Bloch’s decision includes an observation that is, after all, very hard to disagree with: “A contract term covering a Player’s NHL services to age 70…is not expressly prohibited by the CBA. But the parties to that SPC may not reasonably be found to be seriously anticipating its fulfillment.” Bloch would have created a serious problem for the NHL if he had found the anti-circumvention sections of the CBA to be meaningless. If he had ruled in favour of the NHLPA, you can bet your last nickel that someone would have been signing one of those age-70 contracts in July 2011. Or even sooner.
But Bloch has created a serious problem, too: as a consequence of his ruling in defence of the CBA’s spirit, it is no longer clear exactly which frontloaded contracts are kosher and which are treyf. Kovalchuk and the Devils returned to the negotiating table Monday night in an attempt to save the contract by tinkering with the math. What principles ought to guide them? What changes must they make to render the contract acceptable in the eyes of another arbitrator—one who wouldn’t even be Richard Bloch? (The NHL and the Players hire arbitrators for the duration of only one grievance; experience in the sporting world has shown that owners will inevitably and instantly fire any “permanent” arbiter who rules against them.)

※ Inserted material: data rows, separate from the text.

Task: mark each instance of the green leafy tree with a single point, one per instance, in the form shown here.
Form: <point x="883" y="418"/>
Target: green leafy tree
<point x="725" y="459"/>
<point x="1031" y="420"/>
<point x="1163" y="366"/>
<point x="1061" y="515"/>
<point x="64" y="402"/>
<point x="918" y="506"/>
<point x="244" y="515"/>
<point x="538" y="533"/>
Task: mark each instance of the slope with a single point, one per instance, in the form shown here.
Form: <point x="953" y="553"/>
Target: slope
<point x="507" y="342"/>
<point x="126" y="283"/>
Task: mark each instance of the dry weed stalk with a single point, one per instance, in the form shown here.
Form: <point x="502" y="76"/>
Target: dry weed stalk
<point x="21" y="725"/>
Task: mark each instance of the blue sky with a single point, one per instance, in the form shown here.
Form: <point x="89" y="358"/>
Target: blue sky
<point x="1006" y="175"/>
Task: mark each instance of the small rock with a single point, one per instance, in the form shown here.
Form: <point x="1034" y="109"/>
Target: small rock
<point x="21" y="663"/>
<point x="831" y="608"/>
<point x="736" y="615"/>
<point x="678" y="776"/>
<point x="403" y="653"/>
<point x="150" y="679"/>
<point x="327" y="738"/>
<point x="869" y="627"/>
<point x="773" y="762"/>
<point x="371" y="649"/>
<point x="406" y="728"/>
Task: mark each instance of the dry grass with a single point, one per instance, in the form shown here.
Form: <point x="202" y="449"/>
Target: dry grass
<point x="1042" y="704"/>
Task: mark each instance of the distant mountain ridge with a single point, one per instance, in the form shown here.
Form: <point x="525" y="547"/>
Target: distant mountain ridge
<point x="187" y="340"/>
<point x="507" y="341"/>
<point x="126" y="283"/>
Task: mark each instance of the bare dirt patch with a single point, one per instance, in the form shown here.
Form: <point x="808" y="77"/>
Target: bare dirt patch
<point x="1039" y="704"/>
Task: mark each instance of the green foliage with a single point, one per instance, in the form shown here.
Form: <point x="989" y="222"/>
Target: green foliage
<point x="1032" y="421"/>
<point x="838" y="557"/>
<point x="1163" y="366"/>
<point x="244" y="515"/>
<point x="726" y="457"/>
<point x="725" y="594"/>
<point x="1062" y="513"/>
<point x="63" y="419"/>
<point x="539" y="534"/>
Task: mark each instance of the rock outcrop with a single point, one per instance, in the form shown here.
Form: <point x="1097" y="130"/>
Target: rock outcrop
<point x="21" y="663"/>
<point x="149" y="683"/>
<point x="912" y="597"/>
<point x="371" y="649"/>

Bloch hasn’t really said what kind of deal meets the no-circumvention test. He didn’t even give the parties the reassurance that existing frontloaded contracts are definitely legal and could be safely imitated. In fact, he specifically said the opposite. Which puts the league under no apparent obligation to even treat like contracts equally, or two different teams consistently. All that the Devils and Kovalchuk can really do here is to seek Commissioner Bettman’s advice in advance of signing, or make another deal and cross their fingers that either the Commissioner will like it or the next arbitrator will uphold it.
The Collective Bargaining Agreement doesn’t appear to offer the team and the player any freedom to sign a contract without some degree of league interference—which raises the question, what good is the CBA at all if we’re going to have a “Bettman decides everything” system? (And, more particularly, how did the Players’ Association get manoeuvred into signing an agreement that doesn’t protect its rights very effectively?)